O capuccino com Bailey’s era bom, mas não tinha nada excepcional. Só era gostoso. Não fazia questão de mais um, porém, não tive muita escolha. Toda vez que Val não conseguia conter seu ciúme de filha, eu fazia um comentário a respeito mudando ou cortando o assunto.
Graças a isso, até finalmente decidirmos sair da cafetaria, eu já tinha tomado QUATRO cappuccinos com Bailey’s. A ponto que já estava começando sentir o efeito das doses de álcool no meu sangue.
A casa onde estava o quadro que pintei era realmente muito próximo ao café. Tão próximo que demoraria muito mais entrar em um carro, sair da vaga, ir até a casa, estacionar, do que simplesmente caminhar.

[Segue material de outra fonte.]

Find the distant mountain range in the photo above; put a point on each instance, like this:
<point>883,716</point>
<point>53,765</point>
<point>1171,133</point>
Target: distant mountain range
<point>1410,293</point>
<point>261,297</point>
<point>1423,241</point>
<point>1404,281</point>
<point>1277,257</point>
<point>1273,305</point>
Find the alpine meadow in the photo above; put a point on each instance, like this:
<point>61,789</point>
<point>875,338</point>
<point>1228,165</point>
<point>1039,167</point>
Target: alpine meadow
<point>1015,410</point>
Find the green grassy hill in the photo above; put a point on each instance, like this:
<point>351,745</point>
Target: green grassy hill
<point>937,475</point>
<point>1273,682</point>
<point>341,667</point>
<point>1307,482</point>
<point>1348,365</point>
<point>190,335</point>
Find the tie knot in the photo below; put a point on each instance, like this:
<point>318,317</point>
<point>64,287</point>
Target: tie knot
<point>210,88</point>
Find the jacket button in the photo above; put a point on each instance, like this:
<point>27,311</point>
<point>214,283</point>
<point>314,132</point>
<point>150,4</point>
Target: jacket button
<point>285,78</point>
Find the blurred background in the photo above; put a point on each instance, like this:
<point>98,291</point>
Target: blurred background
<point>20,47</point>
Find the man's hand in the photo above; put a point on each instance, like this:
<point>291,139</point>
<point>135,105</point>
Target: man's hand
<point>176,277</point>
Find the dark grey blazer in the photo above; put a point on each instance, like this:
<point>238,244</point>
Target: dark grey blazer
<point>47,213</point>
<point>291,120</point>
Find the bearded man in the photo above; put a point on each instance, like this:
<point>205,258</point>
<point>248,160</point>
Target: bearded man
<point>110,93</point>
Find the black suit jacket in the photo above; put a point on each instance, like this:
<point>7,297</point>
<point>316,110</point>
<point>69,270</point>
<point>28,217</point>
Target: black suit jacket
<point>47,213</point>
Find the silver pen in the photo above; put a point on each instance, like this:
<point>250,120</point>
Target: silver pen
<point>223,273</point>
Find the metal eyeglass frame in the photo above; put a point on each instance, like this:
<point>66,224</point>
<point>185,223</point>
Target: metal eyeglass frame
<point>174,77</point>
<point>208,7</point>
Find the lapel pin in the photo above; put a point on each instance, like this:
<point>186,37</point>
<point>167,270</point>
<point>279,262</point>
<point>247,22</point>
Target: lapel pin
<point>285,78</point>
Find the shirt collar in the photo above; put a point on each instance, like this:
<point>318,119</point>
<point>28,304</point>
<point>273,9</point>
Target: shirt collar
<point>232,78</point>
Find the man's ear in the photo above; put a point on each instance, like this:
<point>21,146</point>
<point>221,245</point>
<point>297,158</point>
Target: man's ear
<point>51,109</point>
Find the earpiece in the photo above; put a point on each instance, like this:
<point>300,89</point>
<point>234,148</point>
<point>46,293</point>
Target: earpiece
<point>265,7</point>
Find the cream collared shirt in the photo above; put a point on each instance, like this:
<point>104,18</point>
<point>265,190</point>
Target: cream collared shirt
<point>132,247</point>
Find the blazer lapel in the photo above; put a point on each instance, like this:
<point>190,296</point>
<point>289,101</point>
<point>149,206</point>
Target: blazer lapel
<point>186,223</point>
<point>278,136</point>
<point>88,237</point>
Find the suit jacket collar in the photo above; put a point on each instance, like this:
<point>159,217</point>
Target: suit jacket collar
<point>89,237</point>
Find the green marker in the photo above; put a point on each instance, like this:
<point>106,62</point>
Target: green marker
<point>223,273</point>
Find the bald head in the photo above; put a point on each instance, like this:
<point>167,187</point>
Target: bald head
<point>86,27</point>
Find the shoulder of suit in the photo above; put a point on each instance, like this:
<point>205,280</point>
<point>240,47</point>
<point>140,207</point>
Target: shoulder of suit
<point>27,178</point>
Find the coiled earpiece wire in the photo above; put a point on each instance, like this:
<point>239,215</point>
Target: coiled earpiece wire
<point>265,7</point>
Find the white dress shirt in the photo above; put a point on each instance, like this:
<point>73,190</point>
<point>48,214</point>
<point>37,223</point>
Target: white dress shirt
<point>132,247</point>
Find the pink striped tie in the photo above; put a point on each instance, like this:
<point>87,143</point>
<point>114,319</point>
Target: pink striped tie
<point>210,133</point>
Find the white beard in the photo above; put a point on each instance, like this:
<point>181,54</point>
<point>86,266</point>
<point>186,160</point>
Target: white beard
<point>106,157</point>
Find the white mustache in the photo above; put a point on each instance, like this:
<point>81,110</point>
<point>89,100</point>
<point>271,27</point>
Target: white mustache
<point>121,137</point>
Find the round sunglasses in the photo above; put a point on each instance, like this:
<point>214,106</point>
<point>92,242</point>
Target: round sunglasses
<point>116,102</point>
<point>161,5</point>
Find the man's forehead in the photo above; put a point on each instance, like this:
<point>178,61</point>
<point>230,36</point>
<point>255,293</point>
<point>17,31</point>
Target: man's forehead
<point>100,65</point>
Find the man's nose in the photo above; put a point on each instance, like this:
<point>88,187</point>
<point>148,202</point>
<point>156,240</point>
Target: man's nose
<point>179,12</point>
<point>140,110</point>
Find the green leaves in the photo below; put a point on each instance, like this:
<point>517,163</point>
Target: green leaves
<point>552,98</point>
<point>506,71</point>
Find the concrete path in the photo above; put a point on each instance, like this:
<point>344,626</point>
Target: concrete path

Sem sombras de dúvidas, esse cara era rico. A sua casa não era nada comparada a casa dos meus sogros em Épernay que exala riqueza pelas paredes, mas também não era algo para qualquer um ter acesso.
– Eu pedi que retirassem o quadro da parede para que pudessem ver, – George se explicou. O quadro que pintei estava em um cavalete no meio da sala. Emoldurado com algo que provavelmente era mais caro que o quadro em si, mas tudo bem. – Sem dúvidas, foi a obra mais bonita de toda oficina. Os traços de Clarice me lembram algumas outras obras que tenho em casa.
– Você teve sorte que eu não estava por lá e Valkyrie e eu tivemos que atender a outra evento, ao contrário, você não teria esse quadro em sua casa.
– Não seja cruel, Margot. Você tem a artista na sua casa.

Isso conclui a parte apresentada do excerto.